Thursday, May 21, 2009

Swine flu at the National Post

Check out this article in the National Post about female doctors in Canada. Seems to me it's high time to dust off that venerable term, "male chauvinist pig," and fast-pitch it Post-wards.

Maclean's magazine is a mite defensive this week. Seventeen months ago, it published an in-depth report about female doctors, and the pressures upon them:


Journalists Cathy Gulli and Kate Lunau examined how professional, personal and domestic demands create a perfect storm for many female physicians, who cope by working fewer hours, taking on fewer patients or leaving medicine altogether. They also reported on the premium care provided by many of these doctors, which has made them more sought-after by patients and, paradoxically, more overwhelmed and susceptible to burnout. Leading experts called for various solutions such a increased medical school enrollment, Canadian accreditation of foreign medical schools, and benefit packages for physicians. No one blamed female doctors or recommended curbing their numbers. [emphasis added]

Maclean's took some heat, perhaps unfairly, for that. But today the Post deserves whatever blowtorching it gets for its treatment of a new study on the issue.

Let's begin with the hed: "Female doctors hurt productivity: report." Good grief, need one read further? Why didn't those chicks stay home or just stick to nursing?

And it's all laid out afresh in the first paragraph:

The growing ranks of female physicians in Canada will slash medical productivity by the equivalent of at least 1,600 doctors within a decade, concludes a provocative new analysis of data indicating that female MDs work fewer hours on average than their male colleagues.

In fairness, this isn't quite the tack taken by the new study's lead researcher, Mark Baerlocher. Acknowledging that female doctors do work shorter hours, without delving into why this might be the case, Baerlocher suggests the obvious: the current doctor shortage should be tackled by training more doctors. Well, as the kids say, duh. (Another positive move might be to resolve the current credentials problem encountered by foreign-trained physicians.)

And
the president of the Canadian Medical Association, Dr. Robert Ouellette, responding to the report, notes that the quality as well as the quantity of physician care is important. There is evidence, he says, that female doctors "spend more time with patients, are better communicators and offer more preventive medicine."

But, although the news story contains much of interest, including Dr. Ouellette's remarks, the Post's own bias is glaring. Using a purr-word like "productivity" and a snarl-word like "hurt," the tone is set from the beginning. It's all the women's fault, clogging up our medical schools and then dogging it once they graduate. They're displacing men who are willing to put in the time it takes. And meanwhile the patient waiting-lists grow.

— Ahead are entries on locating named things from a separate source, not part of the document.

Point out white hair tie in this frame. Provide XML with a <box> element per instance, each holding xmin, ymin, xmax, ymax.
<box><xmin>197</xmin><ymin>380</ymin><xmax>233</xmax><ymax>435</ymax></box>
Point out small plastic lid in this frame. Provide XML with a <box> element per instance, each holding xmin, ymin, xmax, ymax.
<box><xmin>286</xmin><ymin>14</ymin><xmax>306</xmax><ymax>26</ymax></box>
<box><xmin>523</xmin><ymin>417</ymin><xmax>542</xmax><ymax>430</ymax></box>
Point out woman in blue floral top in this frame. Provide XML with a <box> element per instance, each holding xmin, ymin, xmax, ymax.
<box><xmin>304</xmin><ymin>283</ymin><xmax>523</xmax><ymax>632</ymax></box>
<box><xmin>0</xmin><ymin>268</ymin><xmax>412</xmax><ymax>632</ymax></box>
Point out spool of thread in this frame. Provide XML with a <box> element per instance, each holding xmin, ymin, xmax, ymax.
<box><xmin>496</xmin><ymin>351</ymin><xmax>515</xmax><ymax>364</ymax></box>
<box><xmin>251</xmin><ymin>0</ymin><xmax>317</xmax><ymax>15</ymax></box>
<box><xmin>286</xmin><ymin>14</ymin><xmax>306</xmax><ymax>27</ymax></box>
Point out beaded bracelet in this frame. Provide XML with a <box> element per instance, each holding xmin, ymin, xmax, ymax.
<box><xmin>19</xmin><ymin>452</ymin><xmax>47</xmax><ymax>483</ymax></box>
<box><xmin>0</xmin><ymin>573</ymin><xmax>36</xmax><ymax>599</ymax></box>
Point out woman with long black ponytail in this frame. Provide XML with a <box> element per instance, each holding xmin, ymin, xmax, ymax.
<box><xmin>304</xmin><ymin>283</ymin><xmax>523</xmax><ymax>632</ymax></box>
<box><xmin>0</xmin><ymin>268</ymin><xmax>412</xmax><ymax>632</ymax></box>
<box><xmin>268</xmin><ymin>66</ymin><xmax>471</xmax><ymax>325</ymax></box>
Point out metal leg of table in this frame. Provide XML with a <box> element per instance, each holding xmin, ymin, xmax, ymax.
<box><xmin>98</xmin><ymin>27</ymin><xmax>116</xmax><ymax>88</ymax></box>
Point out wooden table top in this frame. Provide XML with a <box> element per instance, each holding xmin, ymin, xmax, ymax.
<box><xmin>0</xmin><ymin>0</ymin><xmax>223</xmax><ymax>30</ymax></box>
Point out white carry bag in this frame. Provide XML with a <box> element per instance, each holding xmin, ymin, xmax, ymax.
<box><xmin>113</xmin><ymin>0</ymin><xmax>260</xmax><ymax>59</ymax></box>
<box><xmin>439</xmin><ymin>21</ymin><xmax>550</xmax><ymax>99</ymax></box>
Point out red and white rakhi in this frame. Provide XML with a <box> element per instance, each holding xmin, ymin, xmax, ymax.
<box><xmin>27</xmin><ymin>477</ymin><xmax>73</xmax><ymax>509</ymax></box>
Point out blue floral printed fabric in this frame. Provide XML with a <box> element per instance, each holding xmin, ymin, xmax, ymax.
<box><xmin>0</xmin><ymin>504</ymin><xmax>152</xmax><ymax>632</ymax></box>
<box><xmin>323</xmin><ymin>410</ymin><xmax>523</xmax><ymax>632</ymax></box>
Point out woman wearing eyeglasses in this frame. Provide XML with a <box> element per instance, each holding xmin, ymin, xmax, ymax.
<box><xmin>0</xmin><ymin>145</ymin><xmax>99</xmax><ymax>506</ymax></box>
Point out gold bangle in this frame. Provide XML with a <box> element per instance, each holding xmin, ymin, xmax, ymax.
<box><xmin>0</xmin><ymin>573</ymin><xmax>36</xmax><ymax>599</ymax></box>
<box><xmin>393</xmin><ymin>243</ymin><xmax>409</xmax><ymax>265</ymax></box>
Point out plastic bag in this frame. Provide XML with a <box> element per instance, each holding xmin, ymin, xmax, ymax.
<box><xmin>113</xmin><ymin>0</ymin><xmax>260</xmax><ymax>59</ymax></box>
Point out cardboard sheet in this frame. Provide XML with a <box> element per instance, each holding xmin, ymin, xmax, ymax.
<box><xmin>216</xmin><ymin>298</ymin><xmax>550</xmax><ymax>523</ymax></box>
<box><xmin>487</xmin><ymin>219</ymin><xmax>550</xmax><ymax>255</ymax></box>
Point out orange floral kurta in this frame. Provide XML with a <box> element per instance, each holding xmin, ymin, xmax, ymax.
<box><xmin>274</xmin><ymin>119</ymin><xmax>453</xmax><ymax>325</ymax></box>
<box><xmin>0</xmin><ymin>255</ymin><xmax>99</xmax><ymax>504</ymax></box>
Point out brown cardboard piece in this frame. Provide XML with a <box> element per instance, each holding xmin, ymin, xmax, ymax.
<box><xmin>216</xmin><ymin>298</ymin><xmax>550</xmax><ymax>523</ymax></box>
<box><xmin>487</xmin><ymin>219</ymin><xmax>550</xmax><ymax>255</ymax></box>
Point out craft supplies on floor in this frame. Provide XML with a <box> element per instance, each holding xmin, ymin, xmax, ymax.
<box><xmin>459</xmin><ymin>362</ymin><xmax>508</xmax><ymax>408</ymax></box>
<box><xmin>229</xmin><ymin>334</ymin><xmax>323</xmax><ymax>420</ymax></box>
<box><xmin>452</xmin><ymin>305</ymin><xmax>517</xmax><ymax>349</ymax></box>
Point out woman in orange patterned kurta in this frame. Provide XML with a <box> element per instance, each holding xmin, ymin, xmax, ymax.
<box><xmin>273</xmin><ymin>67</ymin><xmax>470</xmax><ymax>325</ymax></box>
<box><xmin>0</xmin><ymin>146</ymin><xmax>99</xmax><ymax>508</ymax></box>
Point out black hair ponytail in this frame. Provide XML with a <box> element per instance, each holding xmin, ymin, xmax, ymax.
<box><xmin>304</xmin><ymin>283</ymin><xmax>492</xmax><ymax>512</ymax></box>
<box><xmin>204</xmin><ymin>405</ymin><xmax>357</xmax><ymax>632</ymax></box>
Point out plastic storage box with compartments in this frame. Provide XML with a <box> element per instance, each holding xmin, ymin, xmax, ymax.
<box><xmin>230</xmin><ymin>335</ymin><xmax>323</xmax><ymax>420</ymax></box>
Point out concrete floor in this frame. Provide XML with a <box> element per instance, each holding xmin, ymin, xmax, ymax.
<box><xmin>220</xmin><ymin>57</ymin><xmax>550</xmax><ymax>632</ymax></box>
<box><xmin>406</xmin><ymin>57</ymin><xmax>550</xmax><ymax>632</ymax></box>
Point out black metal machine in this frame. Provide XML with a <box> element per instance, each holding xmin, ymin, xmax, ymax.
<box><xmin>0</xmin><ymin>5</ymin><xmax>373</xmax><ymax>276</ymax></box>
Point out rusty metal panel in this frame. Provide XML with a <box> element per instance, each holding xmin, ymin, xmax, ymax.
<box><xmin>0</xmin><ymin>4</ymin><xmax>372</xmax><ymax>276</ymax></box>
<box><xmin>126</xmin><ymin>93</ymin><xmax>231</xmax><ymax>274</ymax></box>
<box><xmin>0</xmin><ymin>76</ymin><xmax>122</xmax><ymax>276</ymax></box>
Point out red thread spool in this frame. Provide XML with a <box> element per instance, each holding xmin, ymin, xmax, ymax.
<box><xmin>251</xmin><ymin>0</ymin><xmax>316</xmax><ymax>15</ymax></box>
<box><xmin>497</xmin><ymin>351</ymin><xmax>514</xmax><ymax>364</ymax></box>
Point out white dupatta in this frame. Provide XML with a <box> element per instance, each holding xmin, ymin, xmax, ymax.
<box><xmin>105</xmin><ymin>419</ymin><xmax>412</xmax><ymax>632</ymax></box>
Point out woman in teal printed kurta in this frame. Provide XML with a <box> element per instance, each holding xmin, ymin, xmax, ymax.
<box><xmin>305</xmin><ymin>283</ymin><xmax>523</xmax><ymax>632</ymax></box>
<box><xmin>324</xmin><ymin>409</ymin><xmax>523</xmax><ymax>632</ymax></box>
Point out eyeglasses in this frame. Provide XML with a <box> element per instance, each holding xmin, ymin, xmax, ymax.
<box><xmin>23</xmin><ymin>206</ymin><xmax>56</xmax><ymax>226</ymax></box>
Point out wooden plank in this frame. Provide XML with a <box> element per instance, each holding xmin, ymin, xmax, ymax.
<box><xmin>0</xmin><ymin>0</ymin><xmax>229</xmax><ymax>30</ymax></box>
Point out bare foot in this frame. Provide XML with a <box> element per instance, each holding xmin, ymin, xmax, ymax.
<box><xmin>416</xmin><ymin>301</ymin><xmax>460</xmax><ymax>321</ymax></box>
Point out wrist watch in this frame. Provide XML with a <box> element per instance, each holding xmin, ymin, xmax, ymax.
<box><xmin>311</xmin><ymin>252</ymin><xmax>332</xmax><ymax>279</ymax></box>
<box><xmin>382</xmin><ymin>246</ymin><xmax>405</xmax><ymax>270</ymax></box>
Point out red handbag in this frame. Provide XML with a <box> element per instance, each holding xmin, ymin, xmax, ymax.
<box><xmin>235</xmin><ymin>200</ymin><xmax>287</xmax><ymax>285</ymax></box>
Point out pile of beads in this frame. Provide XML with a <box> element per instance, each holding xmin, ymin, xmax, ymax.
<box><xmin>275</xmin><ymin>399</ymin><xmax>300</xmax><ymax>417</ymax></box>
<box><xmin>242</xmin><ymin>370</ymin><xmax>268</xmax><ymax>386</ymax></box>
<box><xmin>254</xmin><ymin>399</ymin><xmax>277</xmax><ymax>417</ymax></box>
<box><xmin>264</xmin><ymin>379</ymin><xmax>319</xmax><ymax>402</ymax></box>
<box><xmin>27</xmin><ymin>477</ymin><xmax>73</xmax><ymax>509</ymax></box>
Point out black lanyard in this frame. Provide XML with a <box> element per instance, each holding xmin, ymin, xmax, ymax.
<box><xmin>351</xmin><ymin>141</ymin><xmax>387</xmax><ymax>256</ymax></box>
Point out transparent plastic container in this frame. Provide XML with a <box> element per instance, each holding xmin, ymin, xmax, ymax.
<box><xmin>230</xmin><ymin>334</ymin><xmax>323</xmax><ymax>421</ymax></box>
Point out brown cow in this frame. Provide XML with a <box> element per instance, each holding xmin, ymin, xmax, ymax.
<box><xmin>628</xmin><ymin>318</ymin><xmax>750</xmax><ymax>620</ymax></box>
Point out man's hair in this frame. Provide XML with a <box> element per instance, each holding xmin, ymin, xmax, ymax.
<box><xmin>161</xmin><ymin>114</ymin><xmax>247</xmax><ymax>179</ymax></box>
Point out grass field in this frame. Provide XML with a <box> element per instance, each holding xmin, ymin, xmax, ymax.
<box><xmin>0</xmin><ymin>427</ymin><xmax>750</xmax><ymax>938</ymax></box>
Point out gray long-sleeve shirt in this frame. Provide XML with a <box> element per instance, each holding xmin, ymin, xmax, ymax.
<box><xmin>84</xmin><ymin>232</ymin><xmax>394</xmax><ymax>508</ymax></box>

We know why women work shorter hours, of course: it's the old "double day" syndrome. In 2009, they still carry the lion's share of household responsibilities, even when they hold demanding jobs outside the home. Maybe the male partners in the picture--not to mention the insufferable chauvinists at the National Post--could do their parts to solve the female "productivity" problem by learning to push a broom, cook a meal and change a diaper.